Individual-based stability in hedonic games depending on the best or worst players

TL;DR

This paper studies stability in hedonic coalition games based on best or worst players, showing existence, computational methods, and complexity results for different stability concepts.

Contribution

It introduces polynomial-time algorithms for stable partitions in B-hedonic games and analyzes the computational complexity of stability existence in these models.

Findings

Individually stable partitions exist and can be computed efficiently in B-hedonic games.

Existence of Nash stable partitions can be decided in polynomial time for strict preferences.
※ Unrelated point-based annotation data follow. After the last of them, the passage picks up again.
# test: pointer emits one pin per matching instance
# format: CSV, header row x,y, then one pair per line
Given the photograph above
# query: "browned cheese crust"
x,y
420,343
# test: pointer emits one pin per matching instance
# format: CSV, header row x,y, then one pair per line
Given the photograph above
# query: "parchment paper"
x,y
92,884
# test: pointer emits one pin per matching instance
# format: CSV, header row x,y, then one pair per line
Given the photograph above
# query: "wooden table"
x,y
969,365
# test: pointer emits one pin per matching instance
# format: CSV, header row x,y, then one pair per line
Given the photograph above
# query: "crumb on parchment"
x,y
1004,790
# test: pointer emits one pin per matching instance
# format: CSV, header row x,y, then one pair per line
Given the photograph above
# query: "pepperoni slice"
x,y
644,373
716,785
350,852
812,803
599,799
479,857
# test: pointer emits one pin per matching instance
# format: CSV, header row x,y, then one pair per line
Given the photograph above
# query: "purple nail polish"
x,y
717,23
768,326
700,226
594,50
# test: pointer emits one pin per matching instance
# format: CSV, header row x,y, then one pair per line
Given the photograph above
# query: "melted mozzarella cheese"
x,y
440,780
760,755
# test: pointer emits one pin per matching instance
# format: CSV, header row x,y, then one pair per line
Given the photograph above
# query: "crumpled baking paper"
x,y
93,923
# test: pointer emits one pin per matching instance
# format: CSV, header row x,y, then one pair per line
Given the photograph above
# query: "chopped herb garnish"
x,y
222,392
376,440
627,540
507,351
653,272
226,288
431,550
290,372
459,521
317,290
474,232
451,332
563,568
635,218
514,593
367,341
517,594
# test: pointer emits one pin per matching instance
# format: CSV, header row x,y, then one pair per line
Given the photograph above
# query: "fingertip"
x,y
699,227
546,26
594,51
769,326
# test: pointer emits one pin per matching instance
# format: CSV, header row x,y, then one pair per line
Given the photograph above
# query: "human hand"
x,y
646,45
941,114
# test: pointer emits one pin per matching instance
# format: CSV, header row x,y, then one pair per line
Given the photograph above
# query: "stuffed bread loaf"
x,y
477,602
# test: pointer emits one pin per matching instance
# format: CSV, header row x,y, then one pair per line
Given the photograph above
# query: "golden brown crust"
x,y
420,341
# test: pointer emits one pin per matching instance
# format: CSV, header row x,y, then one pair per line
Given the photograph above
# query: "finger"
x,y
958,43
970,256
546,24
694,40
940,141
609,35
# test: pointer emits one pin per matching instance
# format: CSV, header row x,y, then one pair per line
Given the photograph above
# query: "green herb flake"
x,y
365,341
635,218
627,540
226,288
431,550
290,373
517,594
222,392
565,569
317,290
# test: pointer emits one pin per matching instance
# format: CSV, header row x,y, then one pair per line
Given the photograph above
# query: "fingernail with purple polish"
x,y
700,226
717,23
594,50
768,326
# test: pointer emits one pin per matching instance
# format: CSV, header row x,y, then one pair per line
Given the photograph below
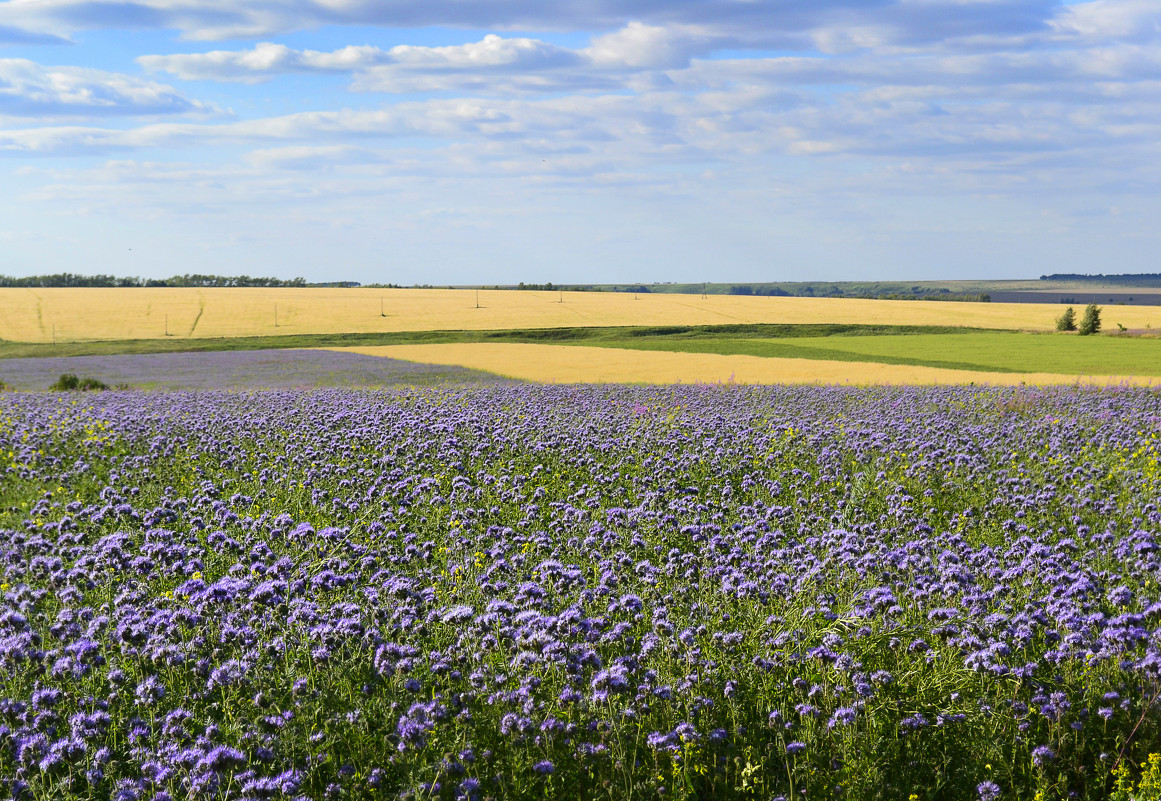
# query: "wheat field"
x,y
569,363
83,315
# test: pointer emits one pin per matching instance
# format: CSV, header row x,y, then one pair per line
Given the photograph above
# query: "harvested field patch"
x,y
565,363
79,315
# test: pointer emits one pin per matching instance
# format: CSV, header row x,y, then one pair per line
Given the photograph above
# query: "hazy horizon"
x,y
480,143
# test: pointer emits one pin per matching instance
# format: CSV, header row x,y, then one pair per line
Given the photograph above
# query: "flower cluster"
x,y
519,591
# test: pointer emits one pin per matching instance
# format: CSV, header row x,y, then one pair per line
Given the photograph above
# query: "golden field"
x,y
569,363
80,315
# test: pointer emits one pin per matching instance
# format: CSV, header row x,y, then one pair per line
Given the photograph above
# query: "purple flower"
x,y
988,791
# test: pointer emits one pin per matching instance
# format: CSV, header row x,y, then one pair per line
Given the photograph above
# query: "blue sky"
x,y
432,142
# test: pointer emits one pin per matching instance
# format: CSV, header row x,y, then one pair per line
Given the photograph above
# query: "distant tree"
x,y
69,382
1091,320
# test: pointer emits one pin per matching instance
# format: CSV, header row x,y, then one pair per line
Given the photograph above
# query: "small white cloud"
x,y
30,89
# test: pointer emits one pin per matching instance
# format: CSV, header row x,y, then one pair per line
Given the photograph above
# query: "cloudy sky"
x,y
581,141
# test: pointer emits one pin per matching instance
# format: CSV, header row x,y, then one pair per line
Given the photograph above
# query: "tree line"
x,y
188,280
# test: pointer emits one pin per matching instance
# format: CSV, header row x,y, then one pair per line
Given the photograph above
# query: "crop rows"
x,y
526,592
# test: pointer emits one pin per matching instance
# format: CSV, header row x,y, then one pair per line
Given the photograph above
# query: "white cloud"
x,y
756,23
30,89
494,63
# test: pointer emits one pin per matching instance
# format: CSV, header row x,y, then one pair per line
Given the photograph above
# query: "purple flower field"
x,y
528,592
233,369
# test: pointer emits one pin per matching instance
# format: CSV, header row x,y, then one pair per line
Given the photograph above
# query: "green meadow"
x,y
978,351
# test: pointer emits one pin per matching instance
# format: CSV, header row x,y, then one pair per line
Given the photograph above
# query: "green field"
x,y
982,351
928,346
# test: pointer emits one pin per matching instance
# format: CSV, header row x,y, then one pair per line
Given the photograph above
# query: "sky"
x,y
461,142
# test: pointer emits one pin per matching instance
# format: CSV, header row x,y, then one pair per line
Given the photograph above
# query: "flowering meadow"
x,y
564,592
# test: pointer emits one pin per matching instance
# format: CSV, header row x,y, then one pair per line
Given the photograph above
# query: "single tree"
x,y
1067,320
1091,320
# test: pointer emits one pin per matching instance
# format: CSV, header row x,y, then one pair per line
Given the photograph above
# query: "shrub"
x,y
1067,320
1091,320
69,382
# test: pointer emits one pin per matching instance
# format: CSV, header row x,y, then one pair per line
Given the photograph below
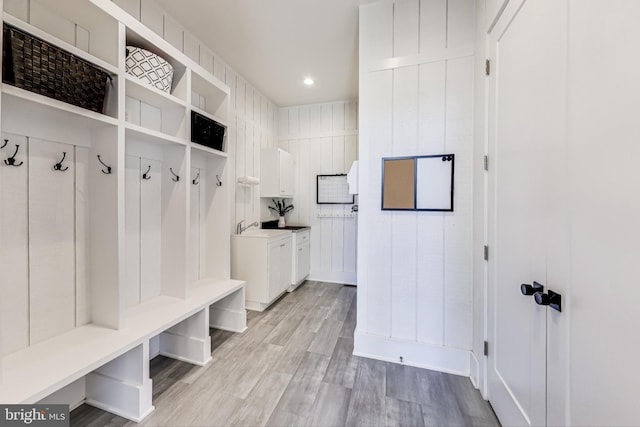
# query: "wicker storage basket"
x,y
35,65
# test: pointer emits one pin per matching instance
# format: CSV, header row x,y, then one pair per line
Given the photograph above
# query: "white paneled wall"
x,y
416,98
44,235
252,117
323,140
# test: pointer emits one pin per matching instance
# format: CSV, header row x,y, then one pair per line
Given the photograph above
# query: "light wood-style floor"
x,y
294,367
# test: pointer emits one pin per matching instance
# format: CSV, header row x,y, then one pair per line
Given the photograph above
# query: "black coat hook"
x,y
11,161
58,166
108,171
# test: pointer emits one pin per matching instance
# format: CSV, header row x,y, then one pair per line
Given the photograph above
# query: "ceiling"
x,y
275,44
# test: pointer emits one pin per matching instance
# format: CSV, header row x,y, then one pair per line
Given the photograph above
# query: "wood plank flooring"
x,y
294,367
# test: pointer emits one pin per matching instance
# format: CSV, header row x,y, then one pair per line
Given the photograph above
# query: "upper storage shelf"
x,y
209,97
179,85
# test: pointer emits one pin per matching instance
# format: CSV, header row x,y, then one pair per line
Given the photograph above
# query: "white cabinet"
x,y
263,259
276,173
301,261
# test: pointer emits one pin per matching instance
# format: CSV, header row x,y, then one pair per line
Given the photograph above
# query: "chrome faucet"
x,y
240,228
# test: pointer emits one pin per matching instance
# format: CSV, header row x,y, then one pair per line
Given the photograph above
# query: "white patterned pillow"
x,y
149,67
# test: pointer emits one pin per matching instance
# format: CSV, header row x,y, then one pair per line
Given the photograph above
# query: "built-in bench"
x,y
108,368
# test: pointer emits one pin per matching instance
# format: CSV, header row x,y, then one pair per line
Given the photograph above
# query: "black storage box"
x,y
33,64
207,132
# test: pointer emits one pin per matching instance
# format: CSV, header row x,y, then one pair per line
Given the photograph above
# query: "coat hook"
x,y
58,166
108,171
11,161
177,178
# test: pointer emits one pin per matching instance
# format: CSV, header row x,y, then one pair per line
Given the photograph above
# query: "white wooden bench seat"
x,y
111,367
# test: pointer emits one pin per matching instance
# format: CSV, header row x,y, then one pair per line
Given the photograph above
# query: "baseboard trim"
x,y
421,355
333,277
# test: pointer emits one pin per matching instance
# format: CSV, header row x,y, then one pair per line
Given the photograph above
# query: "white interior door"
x,y
526,140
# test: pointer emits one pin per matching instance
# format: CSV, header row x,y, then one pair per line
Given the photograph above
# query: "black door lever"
x,y
530,290
552,299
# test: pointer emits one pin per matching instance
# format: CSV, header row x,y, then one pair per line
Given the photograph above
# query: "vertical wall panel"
x,y
338,117
241,89
83,306
403,237
219,69
191,47
241,196
337,227
378,33
132,7
351,116
152,17
206,58
51,241
294,123
406,15
305,121
17,8
173,32
461,25
458,228
132,230
414,268
195,225
377,250
151,228
315,168
51,22
315,135
433,25
14,280
430,270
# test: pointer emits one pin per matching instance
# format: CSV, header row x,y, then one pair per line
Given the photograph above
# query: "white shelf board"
x,y
37,371
211,116
110,68
148,94
147,135
209,150
35,107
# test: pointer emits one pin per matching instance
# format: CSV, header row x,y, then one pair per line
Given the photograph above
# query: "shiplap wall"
x,y
252,117
415,268
323,140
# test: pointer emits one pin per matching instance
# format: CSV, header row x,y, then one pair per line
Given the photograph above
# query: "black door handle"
x,y
552,299
530,290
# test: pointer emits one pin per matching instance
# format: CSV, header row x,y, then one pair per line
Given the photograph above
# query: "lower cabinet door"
x,y
274,267
285,265
303,260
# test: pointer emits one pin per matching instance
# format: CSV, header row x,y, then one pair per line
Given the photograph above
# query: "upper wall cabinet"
x,y
276,173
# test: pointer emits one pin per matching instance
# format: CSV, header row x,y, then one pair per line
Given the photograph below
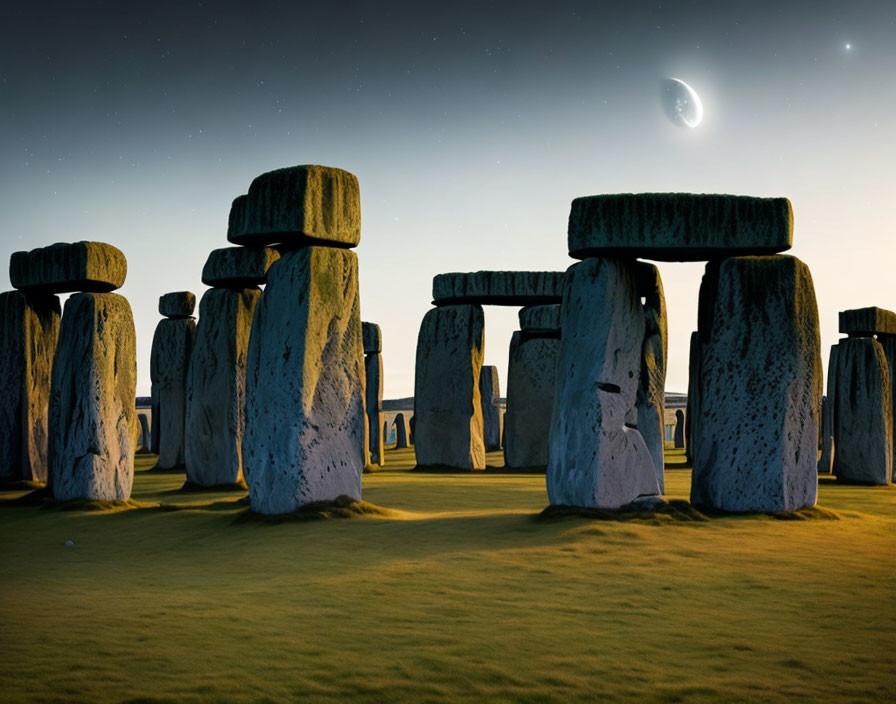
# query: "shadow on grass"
x,y
679,510
676,510
343,507
190,487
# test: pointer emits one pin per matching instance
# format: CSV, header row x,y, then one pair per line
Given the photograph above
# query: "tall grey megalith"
x,y
596,458
305,420
760,360
29,331
447,426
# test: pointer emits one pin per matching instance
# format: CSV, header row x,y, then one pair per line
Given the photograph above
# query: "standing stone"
x,y
693,402
373,371
489,392
216,387
154,428
679,428
305,419
172,345
402,431
760,393
531,384
447,423
29,330
889,344
93,420
651,397
596,458
863,412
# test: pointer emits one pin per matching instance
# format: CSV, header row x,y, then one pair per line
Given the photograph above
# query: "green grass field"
x,y
459,593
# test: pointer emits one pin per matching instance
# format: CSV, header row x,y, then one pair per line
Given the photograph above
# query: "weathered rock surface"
x,y
863,413
531,383
93,422
169,361
402,431
889,344
511,288
373,338
760,389
679,429
177,304
29,330
489,392
865,322
299,206
238,268
678,226
64,268
540,319
828,445
305,419
216,387
651,397
373,374
595,459
447,421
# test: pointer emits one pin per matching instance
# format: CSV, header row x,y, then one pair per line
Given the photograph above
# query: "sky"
x,y
470,125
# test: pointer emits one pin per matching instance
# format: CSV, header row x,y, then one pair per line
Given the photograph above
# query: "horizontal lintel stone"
x,y
508,288
89,267
238,267
865,322
678,226
299,206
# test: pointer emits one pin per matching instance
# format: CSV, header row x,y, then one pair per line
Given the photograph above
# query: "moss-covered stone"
x,y
298,206
678,226
66,268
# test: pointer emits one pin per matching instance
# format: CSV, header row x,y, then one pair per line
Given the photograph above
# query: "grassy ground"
x,y
459,593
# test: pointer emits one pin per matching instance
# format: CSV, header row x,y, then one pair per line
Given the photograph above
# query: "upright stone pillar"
x,y
531,384
402,431
447,405
761,361
92,416
29,330
863,413
489,392
305,420
172,346
651,397
889,344
305,383
373,371
596,458
679,429
216,385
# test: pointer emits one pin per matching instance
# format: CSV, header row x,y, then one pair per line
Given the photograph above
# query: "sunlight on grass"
x,y
451,588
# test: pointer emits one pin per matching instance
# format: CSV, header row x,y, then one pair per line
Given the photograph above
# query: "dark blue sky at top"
x,y
471,126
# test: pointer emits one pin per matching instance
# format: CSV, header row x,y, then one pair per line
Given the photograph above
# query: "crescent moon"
x,y
681,102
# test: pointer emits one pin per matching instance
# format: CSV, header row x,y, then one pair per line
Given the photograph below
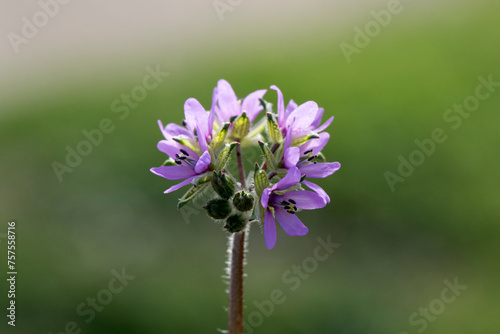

Checking stability existence is NP-complete in certain cases.

Abstract

We consider coalition formation games in which each player has preferences over the other players and his preferences over coalitions are based on the best player ($\mathcal{B}$-/B-hedonic games) or the worst player ($\mathcal{W}$/W-hedonic games) in the coalition. We show that for $\mathcal{B}$-hedonic games, an individually stable partition is guaranteed to exist and can be computed efficiently. Similarly, there exists a polynomial-time algorithm which returns a Nash stable partition (if one exists) for $\mathcal{B}$-hedonic games with strict preferences. Both $\mathcal{W}$- and W-hedonic games are equivalent if individual rationality is assumed. It is also shown that for B- or $\mathcal{W}$-hedonic games, checking whether a Nash stable partition or an individually stable partition exists is NP-complete even in some cases for strict preferences. We identify a key source of intractability in compact coalition formation games in which preferences over players are extended to preferences over coalitions.